SMITH: One thing that seems clear now is they were looking for that last bit. A lot of people over there still believe that the facts of this story are accurate, though the documents were not. And it was the documents which were the last straw they believed to get it to air. Two authenticators said I can't do anything with this, a third apparently said OK, and these documents which didn't pass the people in their pajamas managed to pass by CBS. And you don't read a lot about that.

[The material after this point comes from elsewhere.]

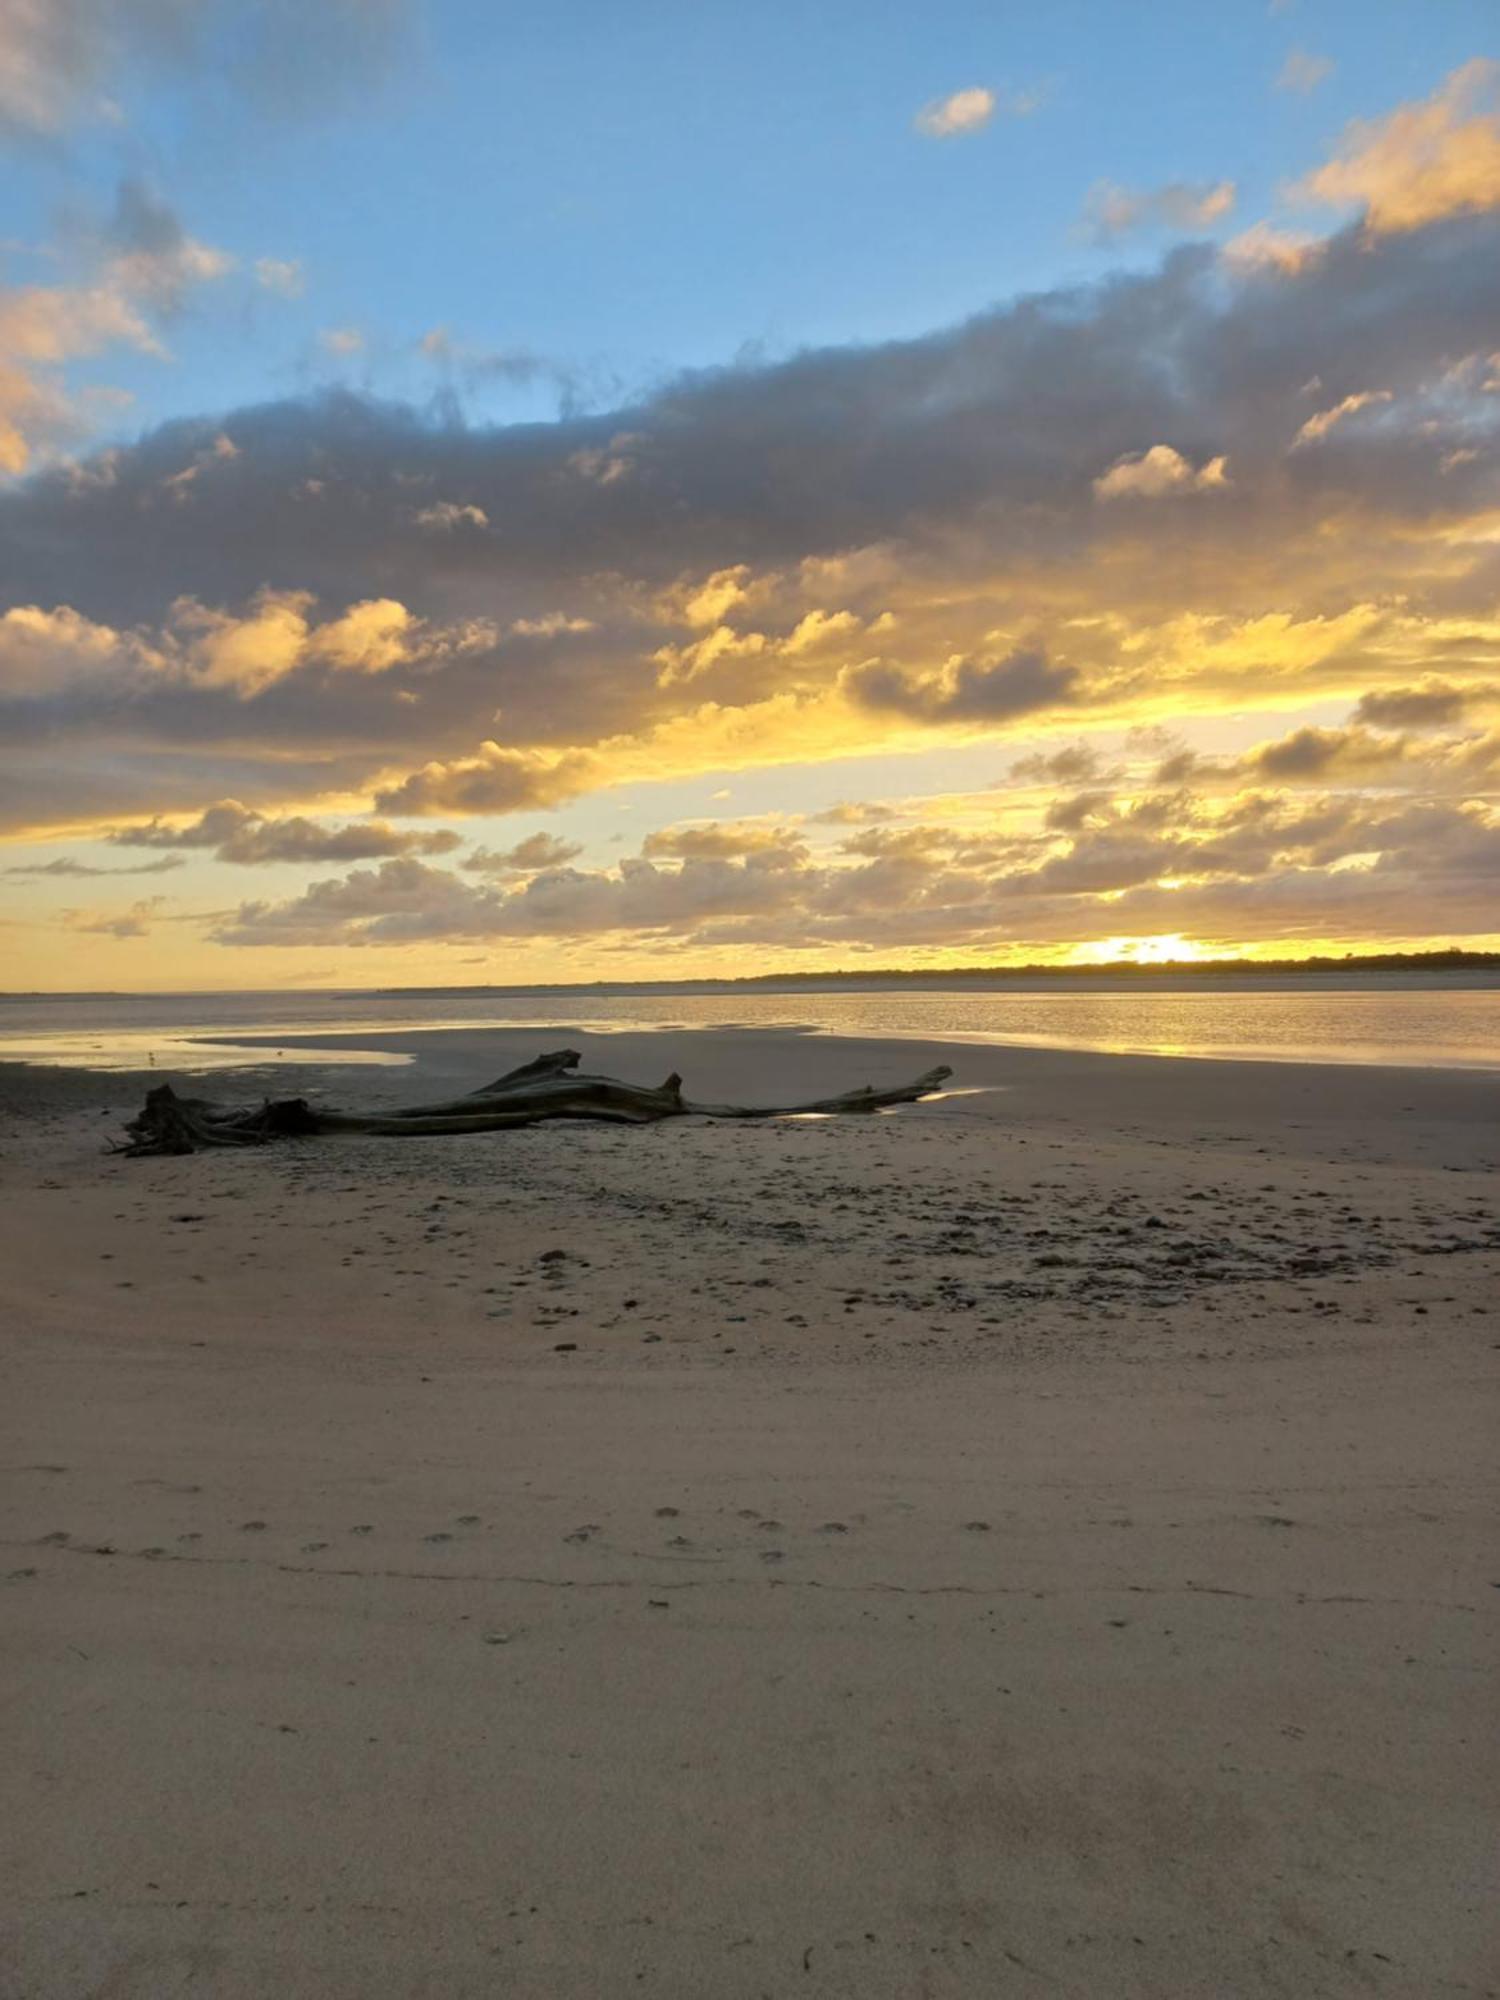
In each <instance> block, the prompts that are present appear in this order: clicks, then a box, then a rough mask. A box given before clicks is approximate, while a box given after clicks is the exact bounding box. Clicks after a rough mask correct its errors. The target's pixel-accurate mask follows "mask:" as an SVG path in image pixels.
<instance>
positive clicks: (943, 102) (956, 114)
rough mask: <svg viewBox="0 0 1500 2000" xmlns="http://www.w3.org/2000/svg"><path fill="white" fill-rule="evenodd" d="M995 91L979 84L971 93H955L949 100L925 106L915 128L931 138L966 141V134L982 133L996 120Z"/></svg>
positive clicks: (916, 119)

BURNS: See, this is the problem I have with people who are saying, well, it was a mistake and CBS has come clean. Yes, give them credit for that. But it's not enough, Shep, to say it was a mistake, or it's an error. There's always a reason that you made a mistake. You were inattentive, you were tired, you were drunk, somebody gave you bad information. So we ask here, yes there was a mistake, what's the reason the mistake was made? When the mistake was made over not following through on the most basic elementary of checkup procedures on the authenticity of a source. Now they didn't make a mistake because they didn't know they weren't supposed to check and see who gave these memos to Bill Burkett. They know they're supposed to do that. So we have to ask the followup question why didn't they, i.e. why did they make this mistake. It seems to me the most reasonable assumption is that, as Jim Pinkerton loves to say on Fox NewsWatch, this story was too good to check. Why was it too good to check? It meshed with the political biases of the people involved in the story. I don't think that's a terribly provocative statement to make. You don't follow through on checking sources like this unless there's a reason.

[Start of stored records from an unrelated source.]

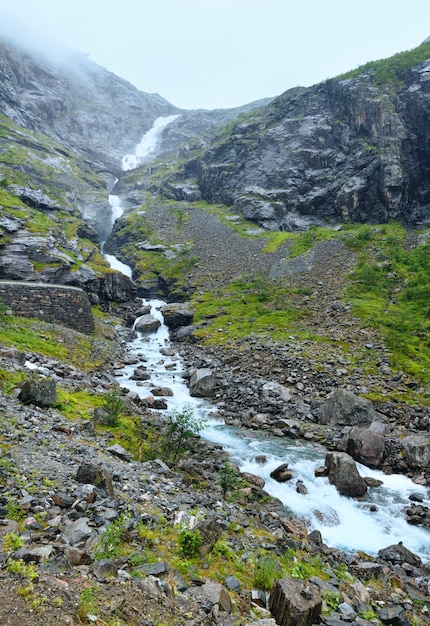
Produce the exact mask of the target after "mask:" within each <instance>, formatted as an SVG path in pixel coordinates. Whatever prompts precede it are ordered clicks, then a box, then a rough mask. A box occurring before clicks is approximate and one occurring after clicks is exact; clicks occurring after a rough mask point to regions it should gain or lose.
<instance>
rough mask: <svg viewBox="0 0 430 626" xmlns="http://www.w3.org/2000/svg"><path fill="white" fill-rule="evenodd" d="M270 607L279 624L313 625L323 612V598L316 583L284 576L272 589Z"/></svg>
mask: <svg viewBox="0 0 430 626" xmlns="http://www.w3.org/2000/svg"><path fill="white" fill-rule="evenodd" d="M269 608H270V612H271V613H272V615H273V617H274V618H275V620H276V623H277V624H279V626H312V624H315V623H317V622H318V618H319V616H320V614H321V608H322V599H321V595H320V592H319V589H318V587H317V586H316V585H315V584H314V583H311V582H308V581H303V580H297V579H293V578H282V579H281V580H279V581H278V582H277V583H276V585H275V586H274V588H273V589H272V592H271V594H270V601H269Z"/></svg>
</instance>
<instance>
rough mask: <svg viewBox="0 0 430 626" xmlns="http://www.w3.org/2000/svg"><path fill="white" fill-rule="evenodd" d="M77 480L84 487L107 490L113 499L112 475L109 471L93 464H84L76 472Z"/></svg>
mask: <svg viewBox="0 0 430 626" xmlns="http://www.w3.org/2000/svg"><path fill="white" fill-rule="evenodd" d="M75 480H76V482H78V483H82V484H84V485H95V486H96V487H100V488H101V489H106V491H107V493H108V494H109V495H110V496H111V497H113V495H114V491H113V483H112V477H111V475H110V474H109V472H108V471H107V470H105V469H103V468H102V467H99V466H98V465H94V464H93V463H82V465H80V466H79V468H78V471H77V472H76V476H75Z"/></svg>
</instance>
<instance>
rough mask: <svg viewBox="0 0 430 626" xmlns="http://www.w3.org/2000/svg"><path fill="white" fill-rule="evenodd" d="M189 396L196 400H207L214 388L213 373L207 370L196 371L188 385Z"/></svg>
mask: <svg viewBox="0 0 430 626" xmlns="http://www.w3.org/2000/svg"><path fill="white" fill-rule="evenodd" d="M189 388H190V395H191V396H194V397H197V398H207V397H209V396H211V395H212V393H213V391H214V388H215V373H214V372H213V370H211V369H208V368H202V369H198V370H196V371H195V372H194V373H193V374H192V376H191V378H190V383H189Z"/></svg>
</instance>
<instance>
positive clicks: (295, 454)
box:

SMITH: Burkett gave the memos to the production team, made up a name as the original source of those, and apparently 60 Minutes, 60 Minutes never went back to check and to find out that that person did not exist.

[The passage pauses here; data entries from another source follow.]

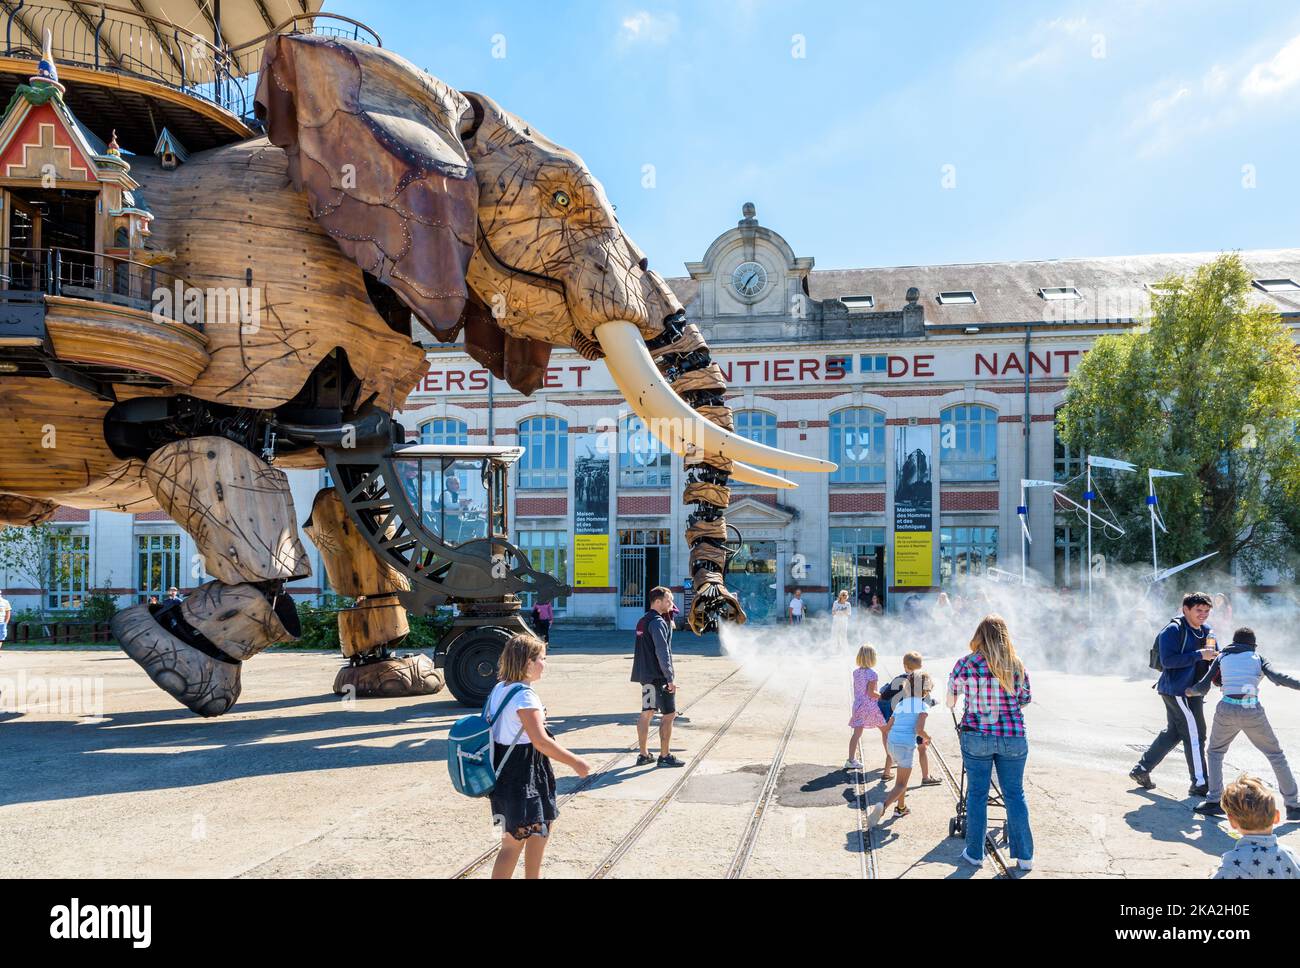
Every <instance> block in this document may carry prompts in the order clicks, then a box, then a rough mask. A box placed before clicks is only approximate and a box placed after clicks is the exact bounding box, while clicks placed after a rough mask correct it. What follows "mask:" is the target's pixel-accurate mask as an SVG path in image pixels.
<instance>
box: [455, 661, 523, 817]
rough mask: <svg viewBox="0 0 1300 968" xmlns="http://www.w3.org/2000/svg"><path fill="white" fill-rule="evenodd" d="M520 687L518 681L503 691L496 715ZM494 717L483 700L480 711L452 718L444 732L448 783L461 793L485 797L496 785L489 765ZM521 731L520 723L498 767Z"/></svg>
mask: <svg viewBox="0 0 1300 968" xmlns="http://www.w3.org/2000/svg"><path fill="white" fill-rule="evenodd" d="M523 689H524V686H523V685H521V683H520V685H515V686H513V687H511V689H508V690H506V696H504V698H503V699H502V700H500V706H498V707H497V716H499V715H500V712H502V709H504V708H506V707H507V706H508V704H510V700H511V699H513V698H515V695H516V694H517V693H519V691H520V690H523ZM497 716H493V715H491V713H490V712H489V711H487V703H484V711H482V712H481V713H474V715H473V716H465V717H464V719H459V720H456V722H455V724H454V725H452V726H451V732H450V733H447V769H448V771H450V772H451V785H452V786H454V787H456V791H458V793H463V794H464V795H465V796H486V795H487V794H490V793H491V791H493V790H494V789H495V787H497V768H495V767H494V765H493V759H494V752H495V743H494V742H493V738H491V724H493V721H494V720H495V719H497ZM523 734H524V726H523V724H520V726H519V732H517V733H516V734H515V742H512V743H511V745H510V750H507V751H506V756H504V758H503V759H502V761H500V765H502V768H504V767H506V761H507V760H508V759H510V755H511V754H512V752H513V751H515V747H516V746H517V745H519V738H520V737H521V735H523Z"/></svg>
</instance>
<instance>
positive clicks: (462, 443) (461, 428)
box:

BURNS: And how hard would that have been? Bill, this Joe Smith gave you the memos? Give me Joe's phone number. I don't have it. Where does Joe live? I don't know. Give me an email address. I don't know. At that point, Shep, you say we can't run the story. That's what I mean. This was basic. You can't say they made a mistake. Why did they make that particular mistake?

SMITH: Now it's your estimation, you said, that this overview of this was thorough, independent, outside, and handled well.

BURNS: Well, I'd like to have a little more time with the document. If I could have given them some advice, and you'll not be surprised to know they didn't ask, I would have said don't put that line in their about no political bias. You don't know. And do we have a moment or are we about to--

SMITH: We have just about a moment.

BURNS: CBS has instituted some procedures here. There's going to be a new person involved, a new executive looking over this sort of thing. From now on sources names in stories like this have to be given to senior management. So maybe the best thing about the report, possibly, if implemented, are these recommendations for making sure nothing like this ever happens again.

SMITH: All right.

BURNS: Do you want more on this subject, maybe in a few days.

SMITH: It's lunch time, but thank you, on the West Coast. Maybe in a few days.

BURNS: Saturday.

SMITH: We have that new 3:00 am program. And then there's this one--

BURNS: Shee, you're slow.

SMITH: Fox NewsWatch, 6:30 pm on Saturday, 11:30 pm on Saturday, 2:30 am I guess that's Sunday out here, that would be 11:30 pm on the West Coast. It's so confusing, especially with the rain and all. Eric will be back this weekend, suffice it to say. Eric, thank you.

BURNS: Sometimes when you ad lib--

SMITH: I know. Sometimes it's scary, isn't it?